AI and crypto integration is going to happen whether you want it or not

As artificial intelligence continues to grow to new heights of popularity, industry players are considering new ways the technology could integrate with crypto and blockchains.

During Coinbase’s State of Crypto Summit on Thursday, venture capitalists and AI experts shared their thoughts on the similarities and differences between the industries and how investors, builders and users can capitalize on it.

Digital ownership

One of the crypto spaces’ ethos is the idea of owning your assets, data and identity, as opposed to giving it away to sites like Facebook and Instagram. But the need for owning your own data is applicable not just in the web3 space, but in AI, too, said Fred Wilson, co-founder of Union Square Ventures.

In the future, users who employ AI tools are going to want to control their own data and determine what models can and can’t train themselves with their information. “Users are going to need agency over data and increasingly the way they want it [shared across] assets,” he said.

That issue with data in AI applications could be a fit for blockchain technologies that are already built to support data privacy, transparency and auditability throughout the ecosystem, Chris Meserole, director of artificial intelligence and emerging technology initiative at The Brookings Institute, said.

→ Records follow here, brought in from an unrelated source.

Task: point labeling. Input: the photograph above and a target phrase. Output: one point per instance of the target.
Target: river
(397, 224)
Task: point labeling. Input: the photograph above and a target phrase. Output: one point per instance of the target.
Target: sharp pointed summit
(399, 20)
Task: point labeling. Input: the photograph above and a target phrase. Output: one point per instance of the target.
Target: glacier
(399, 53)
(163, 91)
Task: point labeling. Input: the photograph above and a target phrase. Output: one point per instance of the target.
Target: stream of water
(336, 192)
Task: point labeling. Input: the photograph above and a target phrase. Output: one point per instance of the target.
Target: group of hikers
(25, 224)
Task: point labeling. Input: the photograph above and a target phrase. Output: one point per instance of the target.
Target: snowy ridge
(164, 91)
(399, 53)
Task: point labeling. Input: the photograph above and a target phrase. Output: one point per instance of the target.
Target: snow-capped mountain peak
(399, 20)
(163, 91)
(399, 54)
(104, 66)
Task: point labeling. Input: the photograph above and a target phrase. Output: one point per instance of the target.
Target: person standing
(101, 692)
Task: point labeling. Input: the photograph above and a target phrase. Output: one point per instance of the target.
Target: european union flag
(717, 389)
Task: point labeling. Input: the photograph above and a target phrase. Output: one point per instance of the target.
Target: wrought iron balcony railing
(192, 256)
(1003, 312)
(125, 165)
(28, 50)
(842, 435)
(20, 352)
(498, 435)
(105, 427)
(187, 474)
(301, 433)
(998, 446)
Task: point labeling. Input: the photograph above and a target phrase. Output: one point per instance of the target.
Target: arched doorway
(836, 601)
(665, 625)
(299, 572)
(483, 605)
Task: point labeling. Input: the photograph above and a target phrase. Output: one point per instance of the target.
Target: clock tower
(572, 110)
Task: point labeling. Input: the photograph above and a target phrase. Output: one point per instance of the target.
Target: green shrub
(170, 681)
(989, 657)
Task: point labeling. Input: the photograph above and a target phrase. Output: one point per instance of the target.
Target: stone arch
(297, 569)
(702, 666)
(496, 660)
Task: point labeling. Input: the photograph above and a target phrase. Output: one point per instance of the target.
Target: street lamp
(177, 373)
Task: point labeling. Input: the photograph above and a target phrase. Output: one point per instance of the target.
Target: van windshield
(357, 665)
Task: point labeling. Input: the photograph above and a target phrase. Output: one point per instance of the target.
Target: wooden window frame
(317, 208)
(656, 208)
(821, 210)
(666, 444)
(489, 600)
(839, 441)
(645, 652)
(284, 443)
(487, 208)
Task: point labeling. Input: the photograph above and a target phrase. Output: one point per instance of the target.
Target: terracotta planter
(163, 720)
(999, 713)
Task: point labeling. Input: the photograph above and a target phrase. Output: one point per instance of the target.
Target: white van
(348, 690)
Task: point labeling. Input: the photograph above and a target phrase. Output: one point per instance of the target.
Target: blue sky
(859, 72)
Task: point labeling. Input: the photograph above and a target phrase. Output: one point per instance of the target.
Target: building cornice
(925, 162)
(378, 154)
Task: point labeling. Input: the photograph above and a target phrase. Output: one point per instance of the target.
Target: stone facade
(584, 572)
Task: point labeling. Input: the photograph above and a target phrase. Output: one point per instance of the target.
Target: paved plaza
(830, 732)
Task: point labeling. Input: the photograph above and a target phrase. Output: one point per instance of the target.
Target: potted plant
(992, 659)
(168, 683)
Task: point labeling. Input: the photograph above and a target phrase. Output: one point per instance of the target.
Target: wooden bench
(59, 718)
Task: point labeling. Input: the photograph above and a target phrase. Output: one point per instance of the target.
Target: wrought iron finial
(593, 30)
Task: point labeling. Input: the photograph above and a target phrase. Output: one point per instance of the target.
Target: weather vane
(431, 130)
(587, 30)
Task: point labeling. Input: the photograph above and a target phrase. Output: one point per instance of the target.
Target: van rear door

Blockchains can verify information provided by users, but those users could retain control over it and determine how it’s used. Blockchains are also publicly available, making them transparent and smart contracts are auditable and open for anyone to see. For companies concerned about data leaks into AI models, this could be a more attractive option.

This could be applied to areas like healthcare and financial information because people have a lot of concern about their data being used. So crypto could potentially provide value and give “people the confidence in being able to transact with AI,” without giving away personal details directly, Wilson said.

The nature of technology is constantly changing, and in order to keep up with the evolution, there needs to be smarter ways to innovate. While some are arguably hesitant of the crypto or AI industry — or both — there’s potential for the two industries to band together and gain more adoption through thoughtful use cases that revamp the way our data is used and stored.

A growing relationship

In the past, the web3 and AI industries each independently enjoyed “hype cycles” that built up attention and capital that later dispersed. Now we’re in a “full AI hype cycle” and in a “bear market, downturn [and] disappointment phase for web3,” Wilson said.

But as the industries see alternating cycles, there’s an intersection where the two meet — and the panelists said they think that the overlap is only growing over time. “Web3 sector has a bit of a bad name with a lot of people because we haven’t built stuff that changes their mind,” Wilson said.

And it’s a fair critique, as many mainstream audiences have yet to see value in web3 products and services. Some have become crypto enthusiasts buying cryptocurrencies like bitcoin and ether, while others saw value in buying digital collectibles. But overall, the industry has largely failed at bringing mainstream use cases to life, Wilson said.

“AI has gone through hype cycles and didn’t work and didn’t work and has now graduated to the point it’s built in so many applications people have accepted it and that’s what web3 needs to do,” Wilson said. “I personally think [that turning point] will happen with web3 in the next five to 10 years and be in the water everywhere.”

The “tremendous opportunity”

But even if AI has managed to skate ahead of web3 when it comes to mass-adoption and consumer enthusiasm, the two technologies are running straight into one another, at least in the minds of the panelists assembled.

A lot of innovation on the AI side is going to be “intimately related to crypto and vice versa,” Meserole said. “There’s tremendous opportunity out there for the application side and policy side. [But] we should be levelheaded about where AI and crypto is and know it will come back in a short order.”

Some blockchains, like Solana, have integrated ChatGPT plug-ins with their network to help users interact with their chains. The Solana Foundation also launched an AI accelerator program and upped its AI-focused grant program for projects from $1 million in late April to $10 million in late May.

“Those two technologies are going to increasingly intertwine and intersect with each other,” said Chris Lehane, chief strategy officer at crypto-focused firm Haun Ventures. “It’s critical we think strategically about their relationship.”